Securing an artist with a several million following such as Pharrell Williams onto the soundtrack is going to attract certain attention to the film. Likewise employing Jay Z, for The Great Gatsby.
“You have to check your motives are pure”, warns Biffa of picking celebrity musicians for the sake of commercial value. “Trent Reznor and Jonny Greenwood have done it very successfully. These people have a ready-made audience and when it’s done right you get incredible creative results. You’re helping the director tell the story.
“Jay Z on The Great Gatsby is a coup. The film rubs off on the artist and an artist rubs off on a film. It’s cross-pollination on social networks. You get access to five million people on Twitter who become aware of the film simply because they follow. I’m sure Spike Jonze is doing it because it’s making a valid artistic contribution to the film. But I have suspected motives – ‘we’ll get Billy Corgan or Damon Albarn’. The question is, why did you want them so much? Because you want a valid creative experience or just the added commercial value that they bring?”
The soundtracks to teen films are becoming as important as the films themselves. It’s also no longer about just making a compilation of old songs. It’s about creating a new exciting album that’s as anticipated as the film itself.
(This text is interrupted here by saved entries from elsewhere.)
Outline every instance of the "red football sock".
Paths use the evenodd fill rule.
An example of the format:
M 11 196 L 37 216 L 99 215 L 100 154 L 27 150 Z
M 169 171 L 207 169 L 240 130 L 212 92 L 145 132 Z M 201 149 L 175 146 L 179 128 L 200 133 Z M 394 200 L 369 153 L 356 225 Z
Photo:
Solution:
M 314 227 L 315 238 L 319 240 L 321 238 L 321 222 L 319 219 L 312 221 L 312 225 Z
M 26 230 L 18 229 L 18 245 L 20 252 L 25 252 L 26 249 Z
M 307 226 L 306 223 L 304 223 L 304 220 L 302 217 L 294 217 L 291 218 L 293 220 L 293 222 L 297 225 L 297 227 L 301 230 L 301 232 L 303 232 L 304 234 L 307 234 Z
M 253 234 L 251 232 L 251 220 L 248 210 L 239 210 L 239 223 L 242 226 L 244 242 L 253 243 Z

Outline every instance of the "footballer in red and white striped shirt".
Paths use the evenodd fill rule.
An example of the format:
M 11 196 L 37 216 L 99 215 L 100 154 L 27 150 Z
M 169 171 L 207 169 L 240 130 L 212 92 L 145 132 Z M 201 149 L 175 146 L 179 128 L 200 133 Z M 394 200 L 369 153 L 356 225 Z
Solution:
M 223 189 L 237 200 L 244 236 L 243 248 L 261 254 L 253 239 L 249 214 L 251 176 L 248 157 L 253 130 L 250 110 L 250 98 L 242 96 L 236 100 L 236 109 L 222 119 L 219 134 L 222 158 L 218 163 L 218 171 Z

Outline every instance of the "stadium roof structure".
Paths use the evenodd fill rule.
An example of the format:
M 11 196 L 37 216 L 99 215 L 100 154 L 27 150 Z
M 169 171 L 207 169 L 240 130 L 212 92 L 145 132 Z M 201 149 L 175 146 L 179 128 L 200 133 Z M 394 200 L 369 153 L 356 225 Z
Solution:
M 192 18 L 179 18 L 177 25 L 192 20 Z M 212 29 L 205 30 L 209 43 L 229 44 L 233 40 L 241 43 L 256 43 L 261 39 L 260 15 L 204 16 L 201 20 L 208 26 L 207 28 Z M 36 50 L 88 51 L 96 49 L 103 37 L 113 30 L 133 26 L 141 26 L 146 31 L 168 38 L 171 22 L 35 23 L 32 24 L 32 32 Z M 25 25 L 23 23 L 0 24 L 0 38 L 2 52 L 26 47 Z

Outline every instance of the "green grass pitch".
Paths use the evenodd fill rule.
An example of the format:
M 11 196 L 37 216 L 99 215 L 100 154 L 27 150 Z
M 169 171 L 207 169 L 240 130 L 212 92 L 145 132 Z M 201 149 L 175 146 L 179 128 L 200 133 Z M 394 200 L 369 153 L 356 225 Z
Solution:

The Hunger Games: Catching Fire soundtrack had indie-rock songs by Coldplay and The National, and electro-pop from Ellie Goulding, that were exclusive to that release. The upcoming soundtrack to teen film Divergent, out on 4 April, is equally anticipated, its 16-song tracklist including never-before-heard tracks from rapper Kendrick Lamar, dreamy indie-pop from M83, Banks, and Ellie Goulding.
Judging the music categories for future Oscars is only going to get harder.